Before the thirteenth century, DeVun writes, surgery—which focused on treating growths, wounds, and injuries—was an unregulated business where barbers and others with no formal training, including women as well as men, competed for customers. But, in the middle of the thirteenth century, an elite group of surgeons sought to change this, writing formal textbooks and promoting surgery for a wider variety of ailments.
This shift came at a time when health care in general was increasingly professionalized—and masculinized. Male doctors promoted licensing requirements, which allowed courts to prosecute other healers—often women—for practicing without a license. DeVun argues that it’s no coincidence that men benefiting from a specifically male professional status claimed the authority to determine individuals’ sexes.
Before this era, DeVun writes, Europeans didn’t necessarily hold a binary view of the sexes. One common model of sexual difference during the early Middle Ages, drawing on Hippocratic ideas, viewed sex as a spectrum reflecting a mix of heat, cold, dryness, and moisture in the body. In this view, those factors shaped the body, producing a range of types that included “hermaphrodites,” the mid-point between masculine men and feminine women.
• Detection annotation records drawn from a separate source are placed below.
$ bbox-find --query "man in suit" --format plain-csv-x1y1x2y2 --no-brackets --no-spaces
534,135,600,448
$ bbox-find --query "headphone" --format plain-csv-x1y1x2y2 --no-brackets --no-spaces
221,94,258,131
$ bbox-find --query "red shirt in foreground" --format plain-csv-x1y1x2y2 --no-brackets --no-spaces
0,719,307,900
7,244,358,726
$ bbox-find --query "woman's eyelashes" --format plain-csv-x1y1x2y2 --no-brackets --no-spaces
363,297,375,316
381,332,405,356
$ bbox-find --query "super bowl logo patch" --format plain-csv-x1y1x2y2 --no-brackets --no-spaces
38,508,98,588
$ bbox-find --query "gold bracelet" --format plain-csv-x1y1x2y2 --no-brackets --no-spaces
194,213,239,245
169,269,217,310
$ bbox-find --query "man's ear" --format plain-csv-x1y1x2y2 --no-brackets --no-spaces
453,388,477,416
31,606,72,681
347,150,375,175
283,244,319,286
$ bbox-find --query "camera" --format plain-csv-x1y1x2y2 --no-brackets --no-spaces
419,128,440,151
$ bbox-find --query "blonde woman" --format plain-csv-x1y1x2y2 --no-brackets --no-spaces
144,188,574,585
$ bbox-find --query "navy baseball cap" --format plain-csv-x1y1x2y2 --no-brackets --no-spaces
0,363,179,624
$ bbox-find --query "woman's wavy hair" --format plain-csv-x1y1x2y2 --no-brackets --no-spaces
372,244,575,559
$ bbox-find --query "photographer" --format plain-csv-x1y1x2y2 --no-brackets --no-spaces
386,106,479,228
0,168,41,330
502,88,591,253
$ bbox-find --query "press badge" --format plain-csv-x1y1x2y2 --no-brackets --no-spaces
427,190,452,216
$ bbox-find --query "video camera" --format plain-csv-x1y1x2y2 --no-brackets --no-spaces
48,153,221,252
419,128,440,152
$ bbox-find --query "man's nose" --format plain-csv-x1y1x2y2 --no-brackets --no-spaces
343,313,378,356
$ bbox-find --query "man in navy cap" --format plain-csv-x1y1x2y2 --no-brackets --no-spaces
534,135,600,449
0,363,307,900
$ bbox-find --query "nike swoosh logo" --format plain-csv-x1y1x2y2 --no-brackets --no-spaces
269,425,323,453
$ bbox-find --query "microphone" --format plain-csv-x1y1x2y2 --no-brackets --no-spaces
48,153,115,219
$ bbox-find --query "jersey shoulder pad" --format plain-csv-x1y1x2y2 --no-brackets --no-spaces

In contrast, the Aristotelian model, which became popular in thirteenth-century Europe, viewed “male” and “female” as discrete categories. That meant that genitals that weren’t easily identified as male or female were “mistakes of nature” that surgeons were justified in trying to correct.
In his book Great Surgery, published in 1296, the French surgeon Lanfranc of Milan devoted a chapter to hermaphroditism, classifying it among ailments including hemorrhoids, kidney stones, and vaginal growths. Another late thirteenth century text, The Secrets of the Philosophers, appealed to the authority of “the ancient judges,” who, it said, called for hermaphrodites to choose their sex—either having their testicles removed or closing up their vaginal opening:
And when they have taken the one or the other, that is to say the nature of the man or the woman, if someone finds them practicing that which they had denied, then they must be punished bodily, because it is against nature to use both.
In this time period, sex was an important legal issue, helping to determine not just who someone could marry, but whether they could inherit property, testify in court, or work in particular industries. By the early fourteenth century, surgeons had established themselves as authorities who could be called to testify about the sex of a party in a dispute over marriage or inheritance.
Today, athletes like Negesa continue to face similar regimes of medical authority.